Exploring SaaS supply chain security in the context of real breaches like CircleCI demonstrates how behavioral detection catches what traditional controls miss.
Conclusion
Multi-factor authentication remains an essential security control, but it is not sufficient for protecting modern SaaS environments. The uncomfortable truth is that MFA bypass techniques have evolved to exploit the fundamental architecture of SaaS integrations, where OAuth tokens, API keys, and service accounts grant persistent access that bypasses authentication controls entirely.
The real exposure in your SaaS environment is not the front door that MFA protects. It's the side doors; the OAuth tokens riding trusted connections between applications, the service accounts operating 24/7 with elevated privileges, the API credentials that authenticate without ever triggering your SSO or MFA infrastructure. This is the hidden layer between your SaaS applications where attackers operate, one integration away from your most sensitive data.
Prevention requires moving beyond authentication monitoring to behavioral detection. Static inventories show what tokens exist; behavioral analytics reveal which tokens are compromised. Traditional security tools monitor login failures; effective SaaS security monitors how valid credentials are actually being used.

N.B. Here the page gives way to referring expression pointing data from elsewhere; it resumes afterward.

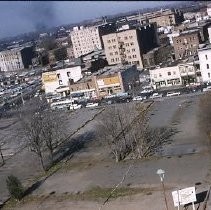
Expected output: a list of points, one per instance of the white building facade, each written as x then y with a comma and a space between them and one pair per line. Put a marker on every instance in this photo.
11, 60
85, 40
205, 63
165, 77
58, 81
209, 34
182, 74
209, 10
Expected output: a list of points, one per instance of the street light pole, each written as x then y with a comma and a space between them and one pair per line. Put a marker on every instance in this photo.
161, 174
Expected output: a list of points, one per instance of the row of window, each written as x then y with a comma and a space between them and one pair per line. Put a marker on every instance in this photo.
190, 39
116, 59
169, 74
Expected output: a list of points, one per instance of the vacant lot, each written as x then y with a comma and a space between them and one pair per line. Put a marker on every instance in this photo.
186, 161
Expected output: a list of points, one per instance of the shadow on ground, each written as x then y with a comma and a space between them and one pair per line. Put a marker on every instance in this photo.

For IR and SecOps teams, this demands new visibility, new detection capabilities, and new response procedures:
Visibility into OAuth authorizations, service accounts, and API keys across all SaaS applications, not just the ones IT formally manages.
Behavioral monitoring of token usage patterns to detect when valid credentials are being abused by attackers.
Token lifecycle management that treats OAuth tokens and API keys as first-class credentials requiring explicit governance.
Incident response procedures that include token revocation, not just password resets, when investigating potential compromises.
The Salesloft-Drift and CircleCI breaches proved that the risk is not theoretical. Attackers are actively exploiting the gap between authentication controls and post-authentication access. Organizations that rely solely on SSO and MFA while ignoring the hidden layer of tokens and integrations will continue discovering breaches where "all our security controls were in place" yet attackers maintained persistent access for months.
Behavioral detection catches compromised tokens that static tools miss. Understanding the changing relationships between your SaaS applications, monitoring for toxic combinations of stale and overprivileged access, and maintaining continuous visibility into your integration landscape; these capabilities transform MFA bypass from an undetectable attack vector into a behavioral anomaly you can identify and remediate.
The question for security teams is no longer whether MFA is important. It is. The question is: what protects the layer that MFA doesn't reach?